No matter how much it hurts, but I don't regret my decision. This was the right thing to do, for me and for him. Our relationship was a burden for him and he doesn't have to suffer, because of my mistake of holding onto something which really doesn't exist. Every relationship is based on love, trust, and understanding, but there was none between us. When I look at the past few years of my life, I realize I have always been alone. Alone with a hope that one day, my days of solitary will come to an end and I will be with someone who will complete me.

 But here I am again all alone, however, this time there is no hope. 

Closing my eyes I lie down on my bed and absentmindedly my fingers play with the bracelet on my hand as Nathan's face comes to my mind. It is weird that how much our lives are tangled together. Even when everything is over between us, somehow still we are tied together. However, instead of trying to get away from him, I have accepted the fact that I can't avoid him all my life.

Today, I didn't plan on meeting him I wanted to leave from there as soon as I can. But like always things don't go as per my wish. Thus, I took this opportunity to ask for his help, as I really wanted to buy something special for Miles. But knowing Nathan I should have known, he never makes things easier for me, he says and does things which leaves me dumbfounded. 
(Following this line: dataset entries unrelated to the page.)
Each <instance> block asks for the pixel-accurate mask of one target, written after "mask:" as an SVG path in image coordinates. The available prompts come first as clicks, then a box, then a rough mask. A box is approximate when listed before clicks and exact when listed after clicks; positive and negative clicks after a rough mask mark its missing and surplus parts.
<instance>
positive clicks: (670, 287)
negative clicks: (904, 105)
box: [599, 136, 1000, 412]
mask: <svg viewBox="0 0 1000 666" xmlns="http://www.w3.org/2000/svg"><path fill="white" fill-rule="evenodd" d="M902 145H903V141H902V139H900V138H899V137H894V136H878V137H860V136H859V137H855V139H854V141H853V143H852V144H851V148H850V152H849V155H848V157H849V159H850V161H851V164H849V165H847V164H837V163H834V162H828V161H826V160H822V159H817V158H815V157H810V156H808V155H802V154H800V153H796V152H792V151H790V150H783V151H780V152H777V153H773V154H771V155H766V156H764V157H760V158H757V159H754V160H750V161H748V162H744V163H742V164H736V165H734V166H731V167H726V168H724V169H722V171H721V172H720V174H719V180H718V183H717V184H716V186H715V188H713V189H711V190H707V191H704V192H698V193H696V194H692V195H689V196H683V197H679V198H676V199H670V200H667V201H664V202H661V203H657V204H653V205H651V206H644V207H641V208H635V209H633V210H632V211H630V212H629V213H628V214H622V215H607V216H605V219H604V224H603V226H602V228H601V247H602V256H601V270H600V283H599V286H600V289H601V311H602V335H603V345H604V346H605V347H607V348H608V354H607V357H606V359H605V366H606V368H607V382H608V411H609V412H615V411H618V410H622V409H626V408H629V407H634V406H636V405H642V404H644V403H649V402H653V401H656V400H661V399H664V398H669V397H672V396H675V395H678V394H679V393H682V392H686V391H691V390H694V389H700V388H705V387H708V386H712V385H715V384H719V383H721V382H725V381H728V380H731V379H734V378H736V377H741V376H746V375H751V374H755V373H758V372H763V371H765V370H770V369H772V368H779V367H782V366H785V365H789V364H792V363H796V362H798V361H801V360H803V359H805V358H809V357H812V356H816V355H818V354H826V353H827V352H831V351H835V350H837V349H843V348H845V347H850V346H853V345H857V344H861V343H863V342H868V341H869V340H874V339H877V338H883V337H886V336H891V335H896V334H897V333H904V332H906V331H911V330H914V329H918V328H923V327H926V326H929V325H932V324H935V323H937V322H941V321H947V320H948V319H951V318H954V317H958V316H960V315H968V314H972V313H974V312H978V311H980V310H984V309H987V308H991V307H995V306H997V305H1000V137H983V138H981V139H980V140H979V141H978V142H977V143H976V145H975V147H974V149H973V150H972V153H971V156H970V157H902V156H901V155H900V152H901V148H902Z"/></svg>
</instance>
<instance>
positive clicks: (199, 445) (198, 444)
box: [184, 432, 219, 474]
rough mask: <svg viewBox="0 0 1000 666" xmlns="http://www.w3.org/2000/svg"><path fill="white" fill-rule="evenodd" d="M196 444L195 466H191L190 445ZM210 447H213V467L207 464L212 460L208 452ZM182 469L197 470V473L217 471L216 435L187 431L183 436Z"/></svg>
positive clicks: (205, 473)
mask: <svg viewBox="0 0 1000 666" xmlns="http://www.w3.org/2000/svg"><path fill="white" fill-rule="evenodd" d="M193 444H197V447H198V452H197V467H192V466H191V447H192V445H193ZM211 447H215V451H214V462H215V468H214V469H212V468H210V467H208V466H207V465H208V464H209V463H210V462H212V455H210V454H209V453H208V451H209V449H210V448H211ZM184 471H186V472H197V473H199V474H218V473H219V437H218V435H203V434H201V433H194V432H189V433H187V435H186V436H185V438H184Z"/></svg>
But, today something happened which really scared me. Twice I was pulled back into the moment where I was alone with Ben and the only thing kept me, in reality, was Nathan's presence, which scares me the most. When Nathan leaned towards me I almost felt it is not him but Ben, then Nathan's touch brought me back to the present. When he held my hand and I could not pull away, because I was afraid that if I did I will be back into that room. The warmth radiating off his hand felt comforting and I immediately felt safe.

Nathan provides me such kind of comfort and sense of safety which, strangely, I don't find anywhere else. It seems nothing bad will happen if he is around. This really frightens me. I can't let myself feel this way, it is wrong. It is almost like using him. That is why I have decided I will try to keep my distance from him as much as I can.

Unknowingly I have shown him my vulnerable side, which I try to keep hidden from the world. Once I did this mistake, but not again. I won't repeat this mistake, because I can't see pity in his eyes. Even now sometimes it seems that he pities me, maybe this is why he is being friendly to me. 

I rub my face and sit on the edge of the bed. I glance at the digital clock on the side table, it reads 2 A.M. 

Maybe I won't get any sleep tonight.

Instead of trying to sleep, I walk into the living room. Taking a book, from the small bookshelf which I have in my living room,  I sit on the floor cushion. Leaning against the wall and I pull my knees up as I keep the book on them. 

My eyes start to burn and water by constantly reading, but I don't want to keep the book down. I can't help it when I start reading a book I can't stop until I have finished it. It is a very bad habit and I don't know how to get rid of it. 

When I realize it is morning, I keep the bookmark between the page. I stand up and stretch my arms above my head. My body muscles feel stiff because of continuously sitting in the same position. After opening the windows to let some fresh morning air into the apartment, I start my morning routine.

Today, I don't feel like eating breakfast at home, so I walk to the nearby cafe. After getting myself a coffee and waffles, I take a seat in the far corner table. I nearly finished my waffles when I get a message from Miles, informing they will pick me up at 1 in the afternoon. I quickly text him, that I will come by myself and ask him to text me the address of his beach house. I want to drive there because, if I want to leave early from there I can get back home without ruining other people's fun. Also, I am dying to take my Volkswagen convertible on a long route.